Unlike a modern sewage treatment plant, septic tanks were never designed to remove nitrogen, the Bay’s biggest pollutant. Indeed, they facilitate the water soluble nutrient’s passage into groundwater and thence into streams, rivers and the Chesapeake.

How much nitrogen a septic tank emits compared with a sewage treatment plant depends on its location; but it can be from four to 10 times as much according to water quality regulators. A newer, more expensive type of septic tank can cut nitrogen in half, but still cannot match what a treatment plant can remove. Only Maryland requires these new tanks, and then only within a thousand feet of tidal waters.

Septic tanks are the source of about 6 percent of the nitrogen that pollutes the estuary. This may not sound like a lot until you look at the huge pollution reductions every state in the Bay watershed must make.

But Governor O’Malley’s plan goes beyond controlling nitrogen.

The governor recognized that nearly a third of the quarter million or so new households projected for Maryland by 2020 is likely to be on septic tanks. His proposal — no development of five or more homes that isn’t hooked to a sewage treatment plant — would push this growth toward planned areas. It would do more to rein in sprawl than decades of talking about “Smart Growth.”

The adverse impacts of sprawl go far beyond water quality. They include loss of farms, forests and wetlands; more air pollution from longer commutes; and higher taxes from added costs of school buses, utilities, fire, police and roads.

None of this has overcome development interests, which are sometimes augmented by farmers wishing to maximize their options to cash out. Perhaps O’Malley’s drawing a clear link between bad land use and bad waste management can succeed where reciting sprawl’s litany of problems has failed. Farmers and other landowners, who want to carve out a few lots for their children or for income, would still be allowed a few under the governor’s proposal.

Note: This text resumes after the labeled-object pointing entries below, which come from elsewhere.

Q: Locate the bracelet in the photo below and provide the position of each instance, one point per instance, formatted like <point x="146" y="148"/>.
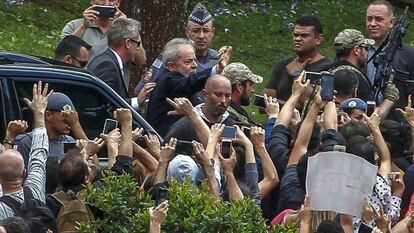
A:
<point x="8" y="141"/>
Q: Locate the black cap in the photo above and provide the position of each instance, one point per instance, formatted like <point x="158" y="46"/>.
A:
<point x="200" y="15"/>
<point x="58" y="102"/>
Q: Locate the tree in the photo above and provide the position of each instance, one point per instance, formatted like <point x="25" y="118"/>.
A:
<point x="161" y="21"/>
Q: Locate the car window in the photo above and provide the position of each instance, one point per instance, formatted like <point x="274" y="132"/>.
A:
<point x="92" y="107"/>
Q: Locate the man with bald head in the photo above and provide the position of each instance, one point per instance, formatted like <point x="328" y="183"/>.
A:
<point x="217" y="96"/>
<point x="179" y="79"/>
<point x="12" y="171"/>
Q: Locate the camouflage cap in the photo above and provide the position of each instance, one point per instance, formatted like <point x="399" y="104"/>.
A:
<point x="349" y="38"/>
<point x="239" y="72"/>
<point x="200" y="15"/>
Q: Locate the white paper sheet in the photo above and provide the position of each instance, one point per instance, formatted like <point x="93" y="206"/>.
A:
<point x="339" y="181"/>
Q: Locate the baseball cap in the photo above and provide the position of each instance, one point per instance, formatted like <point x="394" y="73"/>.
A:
<point x="200" y="15"/>
<point x="58" y="102"/>
<point x="353" y="103"/>
<point x="239" y="72"/>
<point x="182" y="166"/>
<point x="349" y="38"/>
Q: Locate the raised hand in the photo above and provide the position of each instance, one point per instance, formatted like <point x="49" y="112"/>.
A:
<point x="201" y="156"/>
<point x="299" y="86"/>
<point x="70" y="117"/>
<point x="182" y="106"/>
<point x="224" y="57"/>
<point x="40" y="95"/>
<point x="145" y="92"/>
<point x="257" y="136"/>
<point x="113" y="138"/>
<point x="90" y="16"/>
<point x="159" y="213"/>
<point x="123" y="115"/>
<point x="15" y="128"/>
<point x="272" y="106"/>
<point x="296" y="65"/>
<point x="168" y="150"/>
<point x="408" y="112"/>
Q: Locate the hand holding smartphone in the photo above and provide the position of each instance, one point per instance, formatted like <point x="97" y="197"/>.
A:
<point x="105" y="11"/>
<point x="226" y="148"/>
<point x="109" y="125"/>
<point x="229" y="132"/>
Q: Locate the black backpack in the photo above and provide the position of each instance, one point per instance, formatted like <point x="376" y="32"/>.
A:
<point x="34" y="212"/>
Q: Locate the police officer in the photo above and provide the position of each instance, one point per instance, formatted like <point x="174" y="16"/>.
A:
<point x="201" y="31"/>
<point x="242" y="80"/>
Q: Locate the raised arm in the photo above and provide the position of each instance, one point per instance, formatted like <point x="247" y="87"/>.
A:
<point x="112" y="140"/>
<point x="149" y="162"/>
<point x="183" y="106"/>
<point x="72" y="119"/>
<point x="124" y="117"/>
<point x="330" y="119"/>
<point x="286" y="114"/>
<point x="213" y="139"/>
<point x="165" y="158"/>
<point x="228" y="167"/>
<point x="206" y="163"/>
<point x="270" y="179"/>
<point x="305" y="131"/>
<point x="36" y="174"/>
<point x="14" y="128"/>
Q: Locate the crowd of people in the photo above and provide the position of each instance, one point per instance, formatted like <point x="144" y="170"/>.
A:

There would be adjustments and short-term pain for developers, whose industry makes up about a fifth of Maryland’s economy; but think of the adjustments sprawl development and water pollution force on the fifth of Maryland’s economy that comes from farming and fishing.

Pennsylvania and Virginia have more rural poor than Maryland, whose poor are largely urban, so septic restrictions might be somewhat different there.

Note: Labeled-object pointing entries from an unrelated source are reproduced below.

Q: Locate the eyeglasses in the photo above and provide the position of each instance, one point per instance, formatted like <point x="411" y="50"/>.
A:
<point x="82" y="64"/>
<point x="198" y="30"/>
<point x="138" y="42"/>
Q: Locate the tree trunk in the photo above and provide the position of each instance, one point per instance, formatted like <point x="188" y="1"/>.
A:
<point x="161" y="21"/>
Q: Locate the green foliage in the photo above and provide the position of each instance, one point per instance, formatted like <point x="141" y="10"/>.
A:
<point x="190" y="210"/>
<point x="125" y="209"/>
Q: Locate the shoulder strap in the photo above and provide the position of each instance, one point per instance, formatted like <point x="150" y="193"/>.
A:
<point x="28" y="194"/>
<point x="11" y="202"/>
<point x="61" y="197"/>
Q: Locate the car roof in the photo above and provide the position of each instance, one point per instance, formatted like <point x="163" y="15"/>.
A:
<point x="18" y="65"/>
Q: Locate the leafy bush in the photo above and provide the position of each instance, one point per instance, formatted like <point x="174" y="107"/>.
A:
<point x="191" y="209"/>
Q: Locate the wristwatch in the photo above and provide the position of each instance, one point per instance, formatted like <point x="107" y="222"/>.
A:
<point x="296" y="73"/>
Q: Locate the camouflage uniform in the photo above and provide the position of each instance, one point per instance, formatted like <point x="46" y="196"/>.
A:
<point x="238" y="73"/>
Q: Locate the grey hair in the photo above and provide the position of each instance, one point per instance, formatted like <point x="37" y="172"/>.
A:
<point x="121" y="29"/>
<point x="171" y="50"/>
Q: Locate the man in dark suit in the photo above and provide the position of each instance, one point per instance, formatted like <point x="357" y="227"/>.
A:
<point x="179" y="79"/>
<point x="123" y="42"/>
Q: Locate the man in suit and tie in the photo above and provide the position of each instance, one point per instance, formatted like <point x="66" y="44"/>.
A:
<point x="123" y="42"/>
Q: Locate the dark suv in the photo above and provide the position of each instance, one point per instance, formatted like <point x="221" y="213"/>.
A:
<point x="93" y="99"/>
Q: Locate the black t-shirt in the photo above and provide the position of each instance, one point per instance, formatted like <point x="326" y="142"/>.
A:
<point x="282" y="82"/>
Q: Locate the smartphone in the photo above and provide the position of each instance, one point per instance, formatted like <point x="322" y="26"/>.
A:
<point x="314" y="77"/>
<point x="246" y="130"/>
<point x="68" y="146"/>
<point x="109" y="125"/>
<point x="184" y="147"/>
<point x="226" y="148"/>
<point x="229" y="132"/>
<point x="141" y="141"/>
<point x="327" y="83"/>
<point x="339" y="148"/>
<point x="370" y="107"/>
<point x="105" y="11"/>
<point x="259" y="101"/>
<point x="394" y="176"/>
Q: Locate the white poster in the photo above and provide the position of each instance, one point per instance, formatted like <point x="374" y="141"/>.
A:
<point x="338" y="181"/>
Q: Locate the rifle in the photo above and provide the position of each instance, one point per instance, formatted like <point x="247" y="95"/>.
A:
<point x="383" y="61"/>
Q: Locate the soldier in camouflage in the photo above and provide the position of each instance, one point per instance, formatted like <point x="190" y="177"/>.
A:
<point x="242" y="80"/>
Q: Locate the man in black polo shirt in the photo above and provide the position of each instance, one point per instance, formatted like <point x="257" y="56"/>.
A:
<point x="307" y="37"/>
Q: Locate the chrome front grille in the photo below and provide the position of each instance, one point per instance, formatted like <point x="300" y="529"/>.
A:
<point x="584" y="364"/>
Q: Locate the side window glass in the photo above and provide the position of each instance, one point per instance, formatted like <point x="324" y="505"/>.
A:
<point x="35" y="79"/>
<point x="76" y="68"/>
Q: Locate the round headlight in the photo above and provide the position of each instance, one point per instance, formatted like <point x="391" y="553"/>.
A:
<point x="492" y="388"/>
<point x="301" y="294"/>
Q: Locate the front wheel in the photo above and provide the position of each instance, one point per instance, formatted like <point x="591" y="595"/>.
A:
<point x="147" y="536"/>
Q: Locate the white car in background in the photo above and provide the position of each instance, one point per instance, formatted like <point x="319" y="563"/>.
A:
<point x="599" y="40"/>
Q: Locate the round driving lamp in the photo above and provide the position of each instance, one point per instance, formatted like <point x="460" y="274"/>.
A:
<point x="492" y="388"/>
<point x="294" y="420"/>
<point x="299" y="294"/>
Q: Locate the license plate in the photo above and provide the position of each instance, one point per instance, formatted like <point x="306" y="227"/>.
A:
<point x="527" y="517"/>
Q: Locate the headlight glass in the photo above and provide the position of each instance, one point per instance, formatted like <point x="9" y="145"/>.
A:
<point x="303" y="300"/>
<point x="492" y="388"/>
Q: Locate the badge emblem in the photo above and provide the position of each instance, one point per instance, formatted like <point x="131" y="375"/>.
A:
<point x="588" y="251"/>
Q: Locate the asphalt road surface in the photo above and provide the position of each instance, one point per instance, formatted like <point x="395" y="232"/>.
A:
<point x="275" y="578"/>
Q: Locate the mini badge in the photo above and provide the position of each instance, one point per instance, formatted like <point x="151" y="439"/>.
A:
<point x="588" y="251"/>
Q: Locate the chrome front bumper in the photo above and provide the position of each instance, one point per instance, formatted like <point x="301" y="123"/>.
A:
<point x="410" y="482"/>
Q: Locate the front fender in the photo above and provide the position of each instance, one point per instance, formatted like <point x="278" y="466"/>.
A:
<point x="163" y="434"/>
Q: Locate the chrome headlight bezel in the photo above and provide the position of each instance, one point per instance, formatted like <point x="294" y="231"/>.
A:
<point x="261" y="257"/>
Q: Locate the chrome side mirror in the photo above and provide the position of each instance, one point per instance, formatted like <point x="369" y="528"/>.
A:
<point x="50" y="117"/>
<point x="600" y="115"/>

What the three major Bay states share, is a substantial shortfall in the plans they have submitted to the U.S. Environmental Protection Agency to reduce pollution from septic tanks.

One irony that should not derail the Maryland proposal, but must be dealt with, is that septic tanks do not let the polluting phosphorus in human waste enter the Bay, because it binds to soil in the ground. To the extent that development switches to sewer from septic, sewage treatment plants will have to remove more phosphorus, or reducing one Bay pollutant could increase another.

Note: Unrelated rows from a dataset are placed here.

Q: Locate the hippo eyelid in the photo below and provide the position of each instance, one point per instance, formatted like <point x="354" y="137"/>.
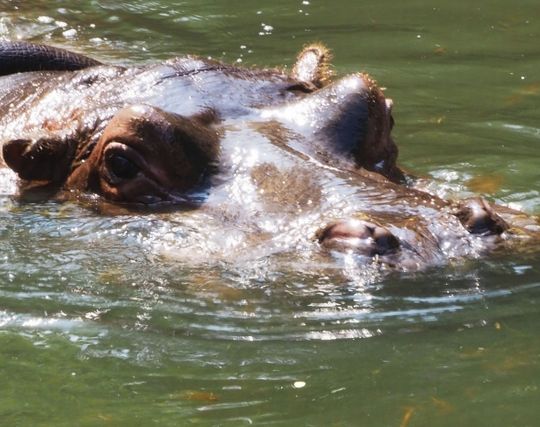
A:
<point x="122" y="162"/>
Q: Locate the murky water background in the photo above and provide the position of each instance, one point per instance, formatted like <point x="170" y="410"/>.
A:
<point x="101" y="325"/>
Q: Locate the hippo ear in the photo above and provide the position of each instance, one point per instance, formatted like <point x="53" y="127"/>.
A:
<point x="45" y="159"/>
<point x="313" y="65"/>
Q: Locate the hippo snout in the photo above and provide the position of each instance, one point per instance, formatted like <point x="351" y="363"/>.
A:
<point x="363" y="237"/>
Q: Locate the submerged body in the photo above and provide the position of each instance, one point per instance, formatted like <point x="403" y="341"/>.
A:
<point x="290" y="162"/>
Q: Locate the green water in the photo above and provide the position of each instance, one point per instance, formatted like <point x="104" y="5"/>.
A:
<point x="97" y="327"/>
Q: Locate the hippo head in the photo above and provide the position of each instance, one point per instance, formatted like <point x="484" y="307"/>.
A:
<point x="144" y="156"/>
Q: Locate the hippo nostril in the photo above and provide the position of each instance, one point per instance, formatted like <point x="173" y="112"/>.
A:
<point x="362" y="237"/>
<point x="478" y="217"/>
<point x="14" y="152"/>
<point x="385" y="241"/>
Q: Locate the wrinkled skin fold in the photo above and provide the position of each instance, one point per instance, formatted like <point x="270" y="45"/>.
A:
<point x="255" y="146"/>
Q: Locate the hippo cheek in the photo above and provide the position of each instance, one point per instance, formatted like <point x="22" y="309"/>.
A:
<point x="45" y="159"/>
<point x="362" y="237"/>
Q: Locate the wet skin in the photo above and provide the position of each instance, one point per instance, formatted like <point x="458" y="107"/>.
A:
<point x="262" y="149"/>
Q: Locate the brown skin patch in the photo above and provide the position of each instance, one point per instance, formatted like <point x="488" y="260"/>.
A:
<point x="313" y="65"/>
<point x="378" y="152"/>
<point x="294" y="188"/>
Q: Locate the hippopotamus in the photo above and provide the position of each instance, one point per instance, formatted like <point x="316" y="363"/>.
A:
<point x="286" y="156"/>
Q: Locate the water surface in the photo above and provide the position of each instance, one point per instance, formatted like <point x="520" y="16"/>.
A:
<point x="102" y="323"/>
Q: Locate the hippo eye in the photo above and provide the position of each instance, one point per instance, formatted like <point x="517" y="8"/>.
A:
<point x="121" y="166"/>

Maryland’s legislature will study the governor’s proposal this summer. We hope it comes back strong, because it provides a rare opportunity to improve two of the Bay’s most glaring problems at once, excessive nitrogen and sprawl development.

Tom Horton covered the bay for 33 years for The Sun in Baltimore, and is author of six books about the Chesapeake. He is currently a freelance writer. Distributed by Bay Journal News Service.